Closed form solution

Note that coordinate descent does not converge as the number of steps is too small. We have limited the reduce the size of the animation.

np.linalg.inv(X.T@X) @X.T @ y_noise
array([[ 1.76752961],

Animation of the coordinate descent

#Plot the contour
fig1, ax1 = plt.subplots(figsize = (7,7))
ax1.contour(T0, T1, Z, 100, cmap = 'jet')
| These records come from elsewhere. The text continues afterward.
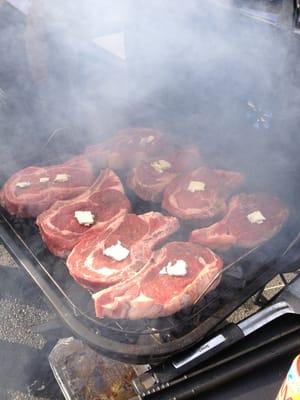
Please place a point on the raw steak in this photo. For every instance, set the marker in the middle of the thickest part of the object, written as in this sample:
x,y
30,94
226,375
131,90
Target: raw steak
x,y
125,149
200,196
138,234
149,179
152,293
60,229
34,189
236,228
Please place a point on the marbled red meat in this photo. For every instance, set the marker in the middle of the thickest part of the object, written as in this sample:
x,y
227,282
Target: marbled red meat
x,y
204,202
235,229
126,148
139,234
151,294
105,199
31,200
148,181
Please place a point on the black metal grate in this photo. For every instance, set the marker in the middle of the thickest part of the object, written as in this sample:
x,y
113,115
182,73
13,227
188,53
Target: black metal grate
x,y
244,275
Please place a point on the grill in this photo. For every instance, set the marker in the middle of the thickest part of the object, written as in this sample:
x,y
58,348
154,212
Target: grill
x,y
149,341
245,273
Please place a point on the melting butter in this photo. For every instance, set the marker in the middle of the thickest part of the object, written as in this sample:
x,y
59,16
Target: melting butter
x,y
196,186
256,217
116,252
44,179
62,178
179,268
85,218
23,185
147,140
161,165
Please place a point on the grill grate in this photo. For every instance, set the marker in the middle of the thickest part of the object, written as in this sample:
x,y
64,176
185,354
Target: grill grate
x,y
241,279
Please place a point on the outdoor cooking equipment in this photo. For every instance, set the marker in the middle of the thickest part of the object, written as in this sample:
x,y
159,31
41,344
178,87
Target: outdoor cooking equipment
x,y
288,302
227,369
147,341
236,109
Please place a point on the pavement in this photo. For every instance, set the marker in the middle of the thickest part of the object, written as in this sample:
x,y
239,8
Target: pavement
x,y
19,341
19,317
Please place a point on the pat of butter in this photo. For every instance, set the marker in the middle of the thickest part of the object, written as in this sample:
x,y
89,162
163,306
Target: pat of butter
x,y
196,186
177,269
107,271
23,185
85,218
160,165
147,140
256,217
116,251
44,179
62,178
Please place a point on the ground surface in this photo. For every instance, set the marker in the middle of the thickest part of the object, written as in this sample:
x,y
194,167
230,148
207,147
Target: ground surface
x,y
20,315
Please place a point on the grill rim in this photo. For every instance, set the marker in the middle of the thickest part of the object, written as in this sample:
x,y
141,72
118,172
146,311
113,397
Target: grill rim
x,y
128,352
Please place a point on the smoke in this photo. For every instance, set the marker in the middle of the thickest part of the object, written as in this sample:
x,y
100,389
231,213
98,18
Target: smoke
x,y
191,69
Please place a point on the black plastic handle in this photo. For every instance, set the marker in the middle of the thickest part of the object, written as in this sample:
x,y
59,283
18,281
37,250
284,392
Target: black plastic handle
x,y
176,367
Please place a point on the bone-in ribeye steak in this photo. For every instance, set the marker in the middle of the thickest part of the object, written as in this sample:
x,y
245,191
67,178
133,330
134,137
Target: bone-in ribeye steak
x,y
149,179
251,220
125,149
152,293
34,189
105,199
200,196
137,234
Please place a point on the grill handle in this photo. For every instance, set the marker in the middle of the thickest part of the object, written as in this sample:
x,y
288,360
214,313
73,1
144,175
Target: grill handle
x,y
171,370
226,337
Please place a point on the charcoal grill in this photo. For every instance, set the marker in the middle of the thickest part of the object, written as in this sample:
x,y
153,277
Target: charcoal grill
x,y
148,341
152,341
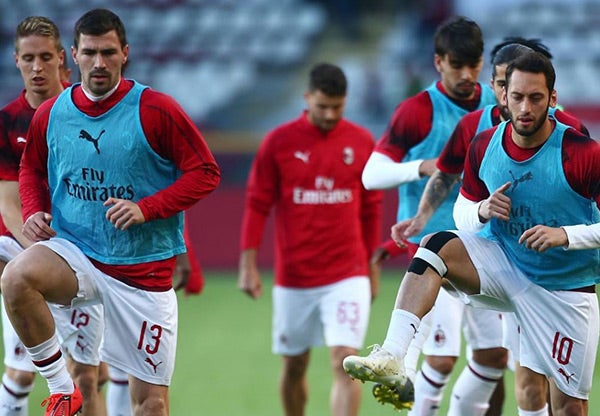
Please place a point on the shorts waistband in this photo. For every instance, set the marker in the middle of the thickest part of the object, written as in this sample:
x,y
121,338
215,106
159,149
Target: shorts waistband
x,y
586,289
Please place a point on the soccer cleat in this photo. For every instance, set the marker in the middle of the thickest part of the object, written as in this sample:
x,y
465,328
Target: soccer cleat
x,y
380,366
61,404
400,397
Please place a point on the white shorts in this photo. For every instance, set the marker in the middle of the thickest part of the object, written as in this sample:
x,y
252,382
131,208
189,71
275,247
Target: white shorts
x,y
559,329
79,331
15,355
140,334
482,328
335,314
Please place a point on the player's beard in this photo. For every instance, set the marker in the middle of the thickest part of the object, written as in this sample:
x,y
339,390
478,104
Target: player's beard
x,y
464,90
530,131
504,113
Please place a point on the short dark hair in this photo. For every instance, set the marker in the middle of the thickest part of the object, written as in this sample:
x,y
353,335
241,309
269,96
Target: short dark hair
x,y
97,22
533,62
38,26
533,43
329,79
461,38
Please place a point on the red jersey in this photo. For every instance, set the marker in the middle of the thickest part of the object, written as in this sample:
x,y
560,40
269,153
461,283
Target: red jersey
x,y
327,225
169,132
411,123
452,158
14,122
581,156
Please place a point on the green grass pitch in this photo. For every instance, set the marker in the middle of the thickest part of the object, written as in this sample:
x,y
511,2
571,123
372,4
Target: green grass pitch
x,y
225,366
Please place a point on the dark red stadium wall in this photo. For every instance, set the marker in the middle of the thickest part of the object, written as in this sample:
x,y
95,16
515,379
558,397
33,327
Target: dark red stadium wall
x,y
215,228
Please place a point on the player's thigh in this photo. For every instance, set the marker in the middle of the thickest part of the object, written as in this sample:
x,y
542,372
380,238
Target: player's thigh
x,y
559,336
42,269
482,328
15,355
445,337
296,324
80,330
345,309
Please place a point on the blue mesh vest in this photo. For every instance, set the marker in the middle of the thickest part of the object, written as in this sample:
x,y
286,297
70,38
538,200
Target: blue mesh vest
x,y
485,121
446,115
93,158
540,194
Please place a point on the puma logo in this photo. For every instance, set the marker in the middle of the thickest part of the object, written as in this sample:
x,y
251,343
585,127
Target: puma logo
x,y
516,181
563,373
303,156
154,366
86,136
80,344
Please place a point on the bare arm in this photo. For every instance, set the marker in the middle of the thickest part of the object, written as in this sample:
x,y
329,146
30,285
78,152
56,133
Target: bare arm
x,y
436,191
10,208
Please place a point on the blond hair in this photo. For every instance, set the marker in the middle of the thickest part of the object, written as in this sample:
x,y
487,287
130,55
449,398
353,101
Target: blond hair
x,y
38,26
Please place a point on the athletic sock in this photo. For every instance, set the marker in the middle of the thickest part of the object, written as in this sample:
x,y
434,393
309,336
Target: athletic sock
x,y
411,359
473,389
401,330
51,365
542,412
14,398
429,390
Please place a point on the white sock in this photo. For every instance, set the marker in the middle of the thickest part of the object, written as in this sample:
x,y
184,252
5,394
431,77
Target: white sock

#theta_result_c,J_history_c, theta_0_c, theta_1_c

# Create animation
line, = ax1.plot([], [], 'r', label = 'Gradient descent', lw = 1.5)
point, = ax1.plot([], [], '*', color = 'red', markersize = 4)
value_display = ax1.text(0.02, 0.02, '', transform=ax1.transAxes)

def init_1():
    line.set_data([], [])
    point.set_data([], [])

    return line, point, value_display

def animate_1(i):
    # Animate line
    line.set_data(theta_0_c[:i], theta_1_c[:i])
    # Animate points
    point.set_data(theta_0_c[i], theta_1_c[i])

    # Animate value display
    value_display.set_text('Min = ' + str(J_history_c[i]))

    return line, point, value_display

ax1.legend(loc = 1)

anim1 = animation.FuncAnimation(fig1, animate_1, init_func=init_1,
                               frames=len(theta_0_c), interval=100, 
                               repeat_delay=60, blit=True)